Na revelação bíblica, a paz representa a plenitude da vida. Mais do que mera construção humana, é dom divino oferecido a todos, o que pressupõe a obediência à vontade de Deus.

Para alguns, falar de obediência a Deus provoca um sentimento de revolta: obedecer parece ser a negação da liberdade humana.

Na verdade, a obediência à vontade do Pai, que se revelou em seu Filho Jesus Cristo, é a verdadeira liberdade que constrói a paz, pois se trata de uma vontade de plenitude, não de penúria; de felicidade, não de tristeza; de harmonia, não de desordem; de paz e não de violência.

A paz é reconciliação com os irmãos. Por isso, Jesus ensinou na oração do Pai-nosso associar o pedido ao perdão oferecido aos irmãos.

"Perdoai-nos as nossas ofensas, assim omo nós perdoamos a quem nos tem ofendido". Com esta dupla reconciliação, o cristão se torna artífice da paz.

Fruto da justiça, a paz está em perigo, quando ao ser humano não lhe é reconhecido o que lhe é devido, quando não é respeitada a sua dignidade e a convivência não é orientada em vista do bem comum. Para a construção de uma cultura da paz e de uma sociedade pacífica é essencial a promoção dos direitos humanos.

Justiça e amor nunca estão desvinculados na construção da paz: a justiça é a medida mínima do amor, e o amor leva à plenitude a justiça.

A função da justiça é remover os obstáculos para a paz, mas a sua plenitude é o amor, pois ela é uma ordem em que as necessidades e exigências alheias são sentidas como próprias. Com efeito, a paz é uma convivência na qual cada um faz o outro participar dos próprios bens.

A paz só é possível através da reconciliação. Não é fácil perdoar, principalmente quando temos que enfrentar as feridas da guerra, da criminalidade e dos conflitos.

A violência deixa sempre uma herança pesada de dor que somente pode ser aliviada quando os contendores são capazes de enfrentar os abismos da desumanidade com uma atitude purificada pelo arrependimento.

O peso doloroso do passado não pode ser esquecido e varrido para debaixo do tapete da história e das consciências.
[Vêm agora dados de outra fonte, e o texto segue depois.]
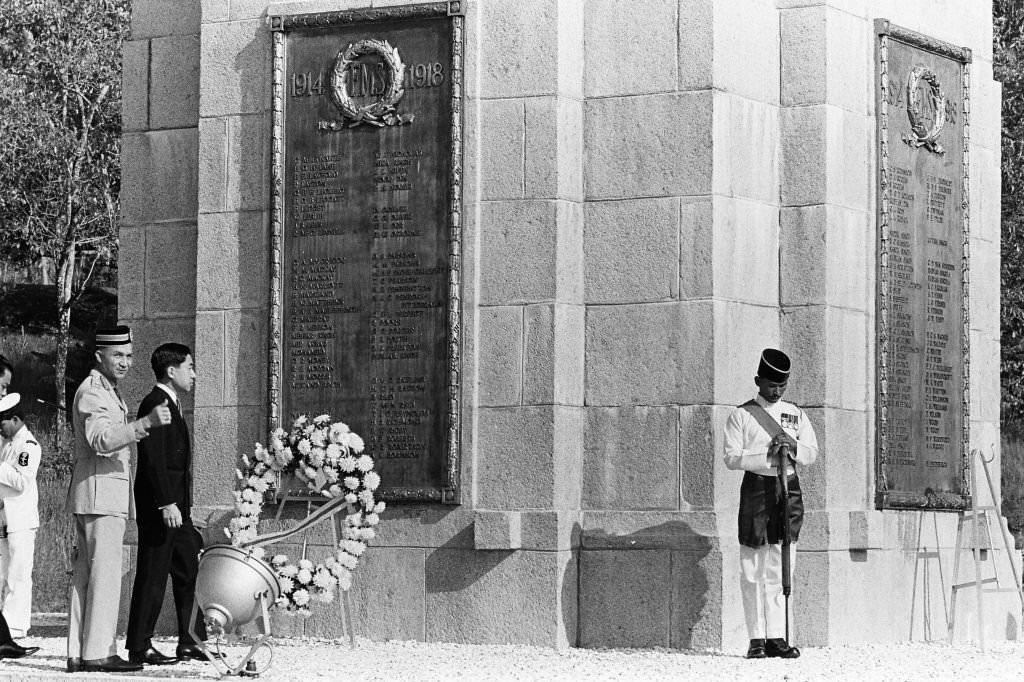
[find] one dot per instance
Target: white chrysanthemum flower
(355, 443)
(354, 547)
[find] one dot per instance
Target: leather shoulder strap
(763, 418)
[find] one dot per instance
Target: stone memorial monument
(531, 251)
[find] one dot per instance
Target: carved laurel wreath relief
(921, 135)
(381, 112)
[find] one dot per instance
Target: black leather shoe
(189, 652)
(15, 650)
(757, 649)
(779, 648)
(151, 656)
(110, 665)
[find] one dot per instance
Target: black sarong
(761, 510)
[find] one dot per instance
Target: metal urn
(233, 588)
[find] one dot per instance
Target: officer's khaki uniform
(100, 499)
(19, 459)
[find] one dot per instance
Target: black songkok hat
(113, 336)
(8, 405)
(774, 365)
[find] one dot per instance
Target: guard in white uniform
(19, 458)
(781, 436)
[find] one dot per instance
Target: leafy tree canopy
(1009, 69)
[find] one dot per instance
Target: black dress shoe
(15, 650)
(110, 665)
(779, 648)
(189, 652)
(151, 656)
(757, 649)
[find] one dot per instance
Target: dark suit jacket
(164, 473)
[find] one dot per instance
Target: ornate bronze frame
(450, 493)
(886, 499)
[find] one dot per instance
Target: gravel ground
(322, 659)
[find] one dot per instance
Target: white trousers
(16, 552)
(761, 587)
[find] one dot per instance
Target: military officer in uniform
(100, 499)
(761, 436)
(19, 457)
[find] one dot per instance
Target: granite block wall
(654, 190)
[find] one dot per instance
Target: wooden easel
(344, 600)
(975, 516)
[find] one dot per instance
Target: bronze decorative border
(885, 499)
(451, 492)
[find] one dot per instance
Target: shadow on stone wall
(649, 588)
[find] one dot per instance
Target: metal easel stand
(344, 599)
(925, 553)
(975, 516)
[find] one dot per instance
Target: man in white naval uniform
(751, 448)
(19, 457)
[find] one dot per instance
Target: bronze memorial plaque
(366, 235)
(923, 369)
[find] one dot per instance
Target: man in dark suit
(168, 544)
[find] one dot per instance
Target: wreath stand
(978, 515)
(344, 600)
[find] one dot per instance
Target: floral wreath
(328, 457)
(920, 135)
(382, 112)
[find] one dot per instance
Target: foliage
(1009, 68)
(60, 96)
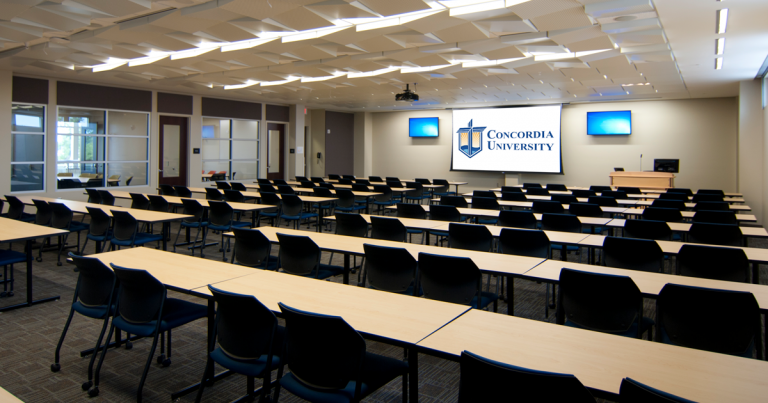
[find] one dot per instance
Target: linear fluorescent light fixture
(722, 21)
(719, 46)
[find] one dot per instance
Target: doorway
(173, 151)
(275, 142)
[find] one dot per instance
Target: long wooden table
(19, 231)
(600, 361)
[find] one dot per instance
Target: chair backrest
(323, 359)
(667, 203)
(220, 213)
(537, 192)
(405, 210)
(560, 222)
(141, 296)
(449, 278)
(139, 201)
(125, 226)
(245, 328)
(547, 206)
(213, 194)
(444, 213)
(720, 321)
(299, 255)
(633, 254)
(182, 191)
(485, 380)
(603, 201)
(523, 242)
(517, 219)
(716, 234)
(158, 203)
(647, 229)
(727, 264)
(513, 196)
(61, 216)
(44, 212)
(585, 210)
(632, 391)
(583, 296)
(95, 281)
(350, 224)
(167, 190)
(469, 236)
(106, 198)
(557, 186)
(662, 214)
(100, 221)
(487, 203)
(390, 229)
(194, 208)
(713, 206)
(717, 217)
(252, 248)
(456, 201)
(389, 269)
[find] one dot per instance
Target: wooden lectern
(650, 180)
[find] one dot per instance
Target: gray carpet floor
(28, 338)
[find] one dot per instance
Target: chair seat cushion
(377, 371)
(254, 367)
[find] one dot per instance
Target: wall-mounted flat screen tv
(611, 123)
(423, 127)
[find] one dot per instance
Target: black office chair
(485, 380)
(94, 298)
(719, 321)
(453, 279)
(725, 264)
(300, 256)
(632, 254)
(582, 304)
(716, 234)
(144, 309)
(390, 269)
(390, 229)
(632, 391)
(248, 341)
(662, 214)
(328, 361)
(470, 237)
(547, 206)
(716, 217)
(647, 229)
(197, 220)
(517, 219)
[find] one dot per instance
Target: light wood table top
(401, 318)
(14, 230)
(486, 261)
(689, 214)
(600, 360)
(686, 226)
(139, 215)
(179, 272)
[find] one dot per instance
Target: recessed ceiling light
(719, 46)
(722, 21)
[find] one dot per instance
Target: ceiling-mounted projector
(407, 95)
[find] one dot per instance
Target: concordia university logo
(470, 140)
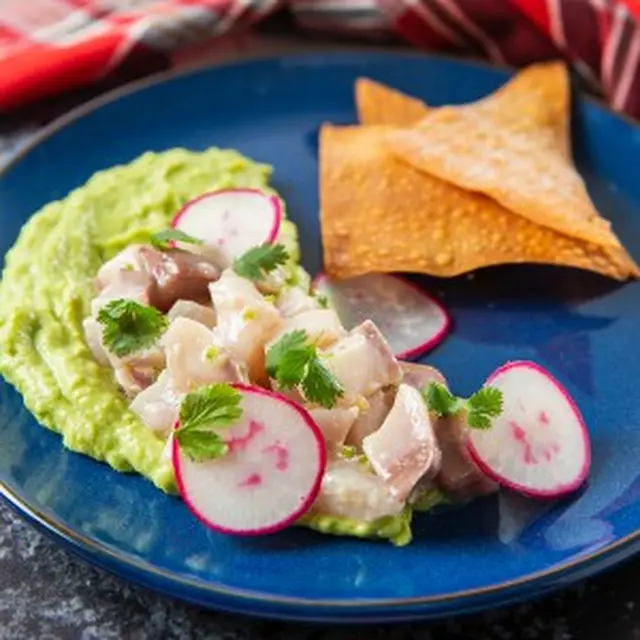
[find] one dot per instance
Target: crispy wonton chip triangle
(382, 215)
(511, 146)
(378, 104)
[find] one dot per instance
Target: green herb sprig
(481, 407)
(260, 260)
(202, 413)
(128, 326)
(294, 361)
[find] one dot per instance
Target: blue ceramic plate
(582, 327)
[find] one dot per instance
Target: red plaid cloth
(50, 46)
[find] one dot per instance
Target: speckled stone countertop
(48, 594)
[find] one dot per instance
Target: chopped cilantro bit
(256, 263)
(128, 326)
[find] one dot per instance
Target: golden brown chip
(379, 104)
(381, 215)
(510, 146)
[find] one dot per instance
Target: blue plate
(582, 327)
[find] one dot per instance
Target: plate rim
(100, 554)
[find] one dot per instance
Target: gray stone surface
(47, 594)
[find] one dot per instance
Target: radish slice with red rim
(269, 478)
(410, 319)
(232, 220)
(539, 445)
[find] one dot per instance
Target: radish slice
(232, 220)
(270, 476)
(409, 318)
(539, 445)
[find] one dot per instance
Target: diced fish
(419, 375)
(93, 336)
(158, 405)
(128, 260)
(273, 282)
(404, 449)
(246, 321)
(459, 476)
(204, 314)
(363, 363)
(154, 277)
(350, 490)
(129, 285)
(321, 325)
(371, 418)
(193, 359)
(139, 370)
(177, 275)
(334, 423)
(294, 300)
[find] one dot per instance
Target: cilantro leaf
(440, 400)
(202, 412)
(215, 405)
(256, 263)
(320, 385)
(165, 239)
(128, 326)
(201, 445)
(480, 408)
(294, 361)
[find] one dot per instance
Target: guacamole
(48, 284)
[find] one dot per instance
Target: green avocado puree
(47, 287)
(48, 284)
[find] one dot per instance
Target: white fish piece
(127, 261)
(93, 335)
(459, 476)
(273, 282)
(158, 405)
(334, 423)
(193, 358)
(350, 490)
(194, 311)
(321, 325)
(137, 371)
(129, 285)
(419, 375)
(404, 449)
(246, 321)
(363, 363)
(294, 300)
(370, 419)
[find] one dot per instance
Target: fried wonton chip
(378, 104)
(511, 146)
(382, 215)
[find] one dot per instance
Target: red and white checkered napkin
(50, 46)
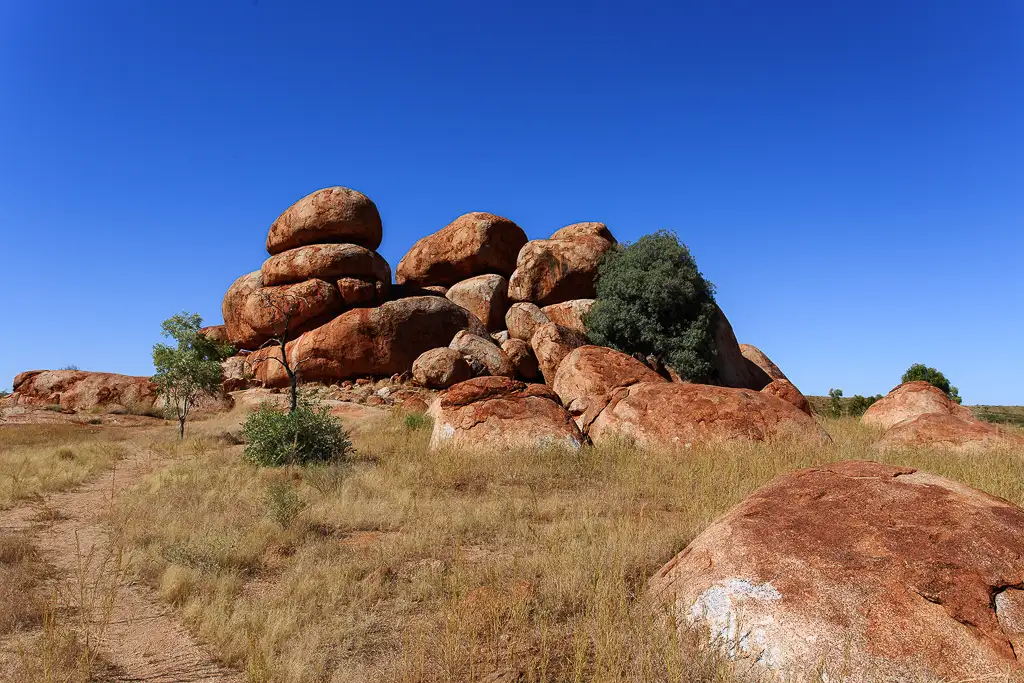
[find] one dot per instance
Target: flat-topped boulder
(327, 216)
(857, 571)
(498, 412)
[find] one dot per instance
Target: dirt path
(143, 640)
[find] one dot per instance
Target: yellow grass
(411, 565)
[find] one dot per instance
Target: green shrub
(305, 435)
(920, 372)
(651, 299)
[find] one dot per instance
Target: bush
(651, 299)
(305, 435)
(919, 372)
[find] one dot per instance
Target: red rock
(521, 356)
(660, 414)
(589, 373)
(561, 268)
(857, 571)
(328, 262)
(910, 400)
(440, 368)
(482, 354)
(522, 321)
(253, 313)
(327, 216)
(785, 390)
(569, 313)
(498, 412)
(472, 245)
(485, 297)
(551, 343)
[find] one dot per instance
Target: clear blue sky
(851, 178)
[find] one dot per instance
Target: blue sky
(850, 177)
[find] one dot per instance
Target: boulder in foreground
(871, 571)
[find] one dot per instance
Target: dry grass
(42, 459)
(410, 565)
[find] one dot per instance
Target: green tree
(189, 369)
(652, 300)
(921, 372)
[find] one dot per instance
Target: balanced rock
(254, 313)
(522, 321)
(327, 216)
(569, 313)
(857, 571)
(521, 356)
(483, 356)
(785, 390)
(325, 262)
(440, 368)
(551, 343)
(473, 244)
(561, 268)
(484, 296)
(659, 414)
(589, 373)
(502, 413)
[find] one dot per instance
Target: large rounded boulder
(473, 244)
(501, 413)
(857, 571)
(331, 215)
(671, 414)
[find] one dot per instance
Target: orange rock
(857, 571)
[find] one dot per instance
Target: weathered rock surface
(785, 390)
(875, 572)
(378, 341)
(485, 297)
(325, 262)
(673, 414)
(551, 343)
(589, 373)
(483, 356)
(253, 312)
(910, 400)
(522, 321)
(498, 412)
(561, 268)
(440, 368)
(473, 244)
(521, 356)
(569, 313)
(327, 216)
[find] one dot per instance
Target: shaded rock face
(561, 268)
(331, 215)
(589, 373)
(569, 313)
(551, 343)
(785, 390)
(878, 572)
(521, 356)
(251, 314)
(682, 415)
(80, 390)
(439, 369)
(498, 412)
(378, 341)
(325, 262)
(522, 321)
(910, 400)
(485, 297)
(473, 244)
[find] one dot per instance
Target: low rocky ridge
(876, 572)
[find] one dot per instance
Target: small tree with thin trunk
(188, 370)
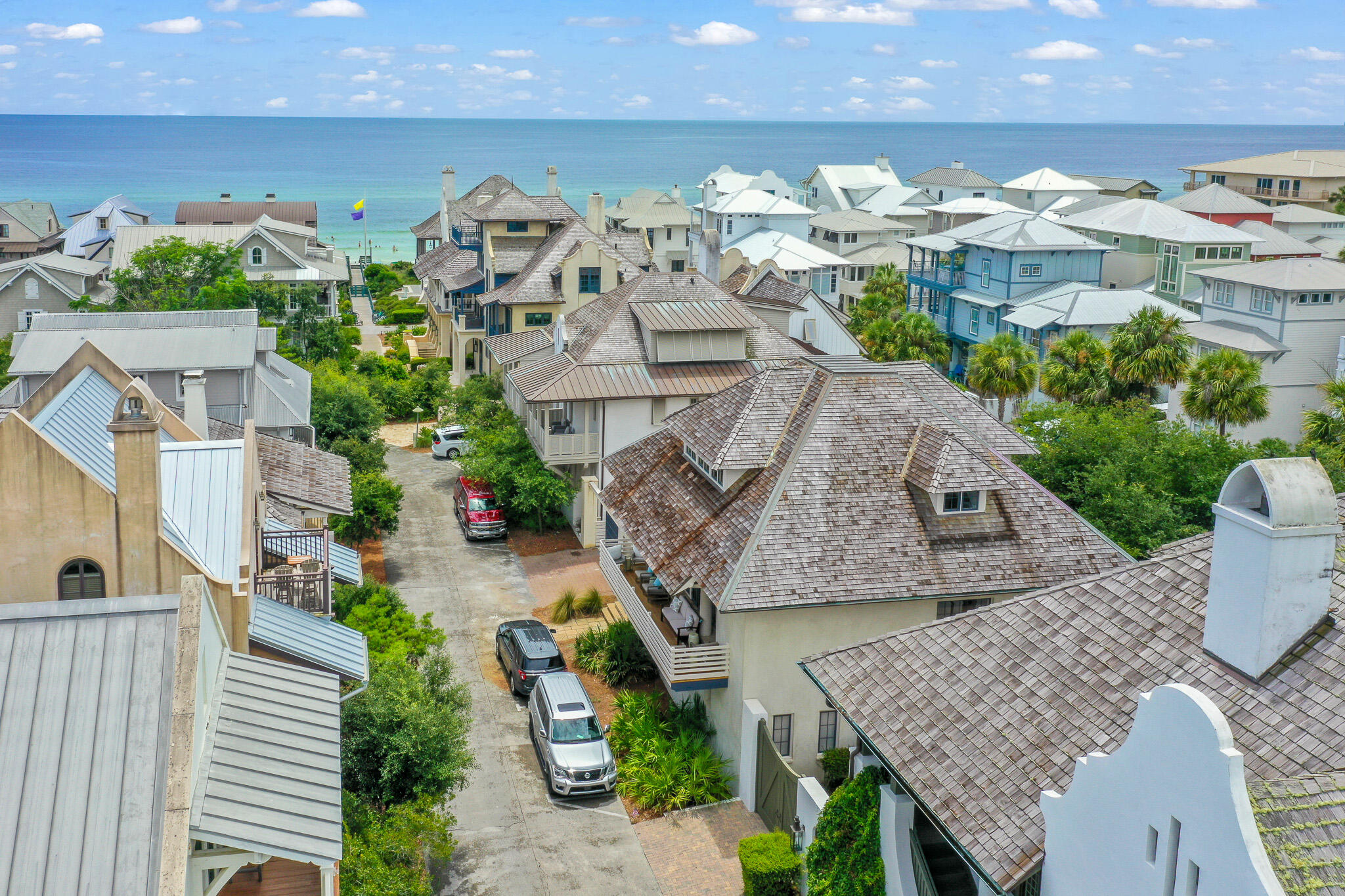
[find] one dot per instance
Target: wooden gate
(778, 788)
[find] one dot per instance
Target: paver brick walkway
(694, 852)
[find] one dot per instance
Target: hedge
(770, 865)
(405, 316)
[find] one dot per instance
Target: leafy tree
(1076, 370)
(1151, 350)
(1003, 367)
(376, 501)
(173, 274)
(1224, 387)
(1142, 480)
(342, 408)
(385, 853)
(405, 736)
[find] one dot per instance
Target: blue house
(969, 277)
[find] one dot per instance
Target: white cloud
(332, 9)
(906, 104)
(716, 34)
(187, 24)
(603, 22)
(907, 82)
(1146, 50)
(82, 32)
(1059, 50)
(1313, 54)
(1079, 9)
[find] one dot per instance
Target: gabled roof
(827, 438)
(1049, 181)
(85, 721)
(982, 711)
(1218, 199)
(1296, 214)
(1274, 241)
(1157, 221)
(953, 178)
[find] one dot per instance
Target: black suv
(526, 651)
Por outro lado, sem reconciliação com o passado, sem atingir a justa reparação -- nunca a vingança, mesmo que controlada --, sem o perdão reciprocamente oferecido e recebido, a cultura da paz não lança raízes nos tratados, na sociedade e nos corações.

O perdão não anula as exigências da justiça, tampouco bloqueia o caminho que leva à verdade. Justiça e verdade representam os requisitos concretos da reconciliação.

Nesse sentido, são oportunas as iniciativas que tendem a instituir organismos judiciários internacionais para apurar a verdade sobre crimes perpetrados durante conflitos armados. Outra iniciativa necessária é a instituição de Comissão da verdade para julgar comportamentos delituosos ativos ou omissos.

Iniciativas semelhantes a estas são importantes não somente para estabelecer a justa reparação, mas principalmente para restabelecer o recíproco acolhimento entre povos e pessoas divididos pelos conflitos.

É preciso paz nos tratados. É necessária a paz da confiança. É sumamente necessária a paz nos corações.

A paz é um bem indivisível. Ela não é uma mercadoria que possa ser feita em pedacinhos para que cada um tenha a sua paz privada: ou é possuída por todos ou não é possuída por ninguém. Assim impor a segurança em detrimento de grupos sociais desprotegidos não constrói a paz autêntica e duradoura.

A paz só pode ser imposta com a própria paz. Ela nunca se separa dos deveres da justiça e se nutre do sacrifício de si próprio, pela clemência, pela misericórdia e pela caridade.

Por tudo isso, é necessário orar pela paz que. A oração é o modo como nós abrimos o coração para a relação com Deus e para o encontro com o próximo sob o signo do respeito, da confiança, da compreensão, da estima e do amor. A oração infunde coragem e dá apoio a todos os verdadeiros amigos da paz.

Dom Julio Endi Akamine é arcebispo metropolitano da Arquidiocese de Sorocaba.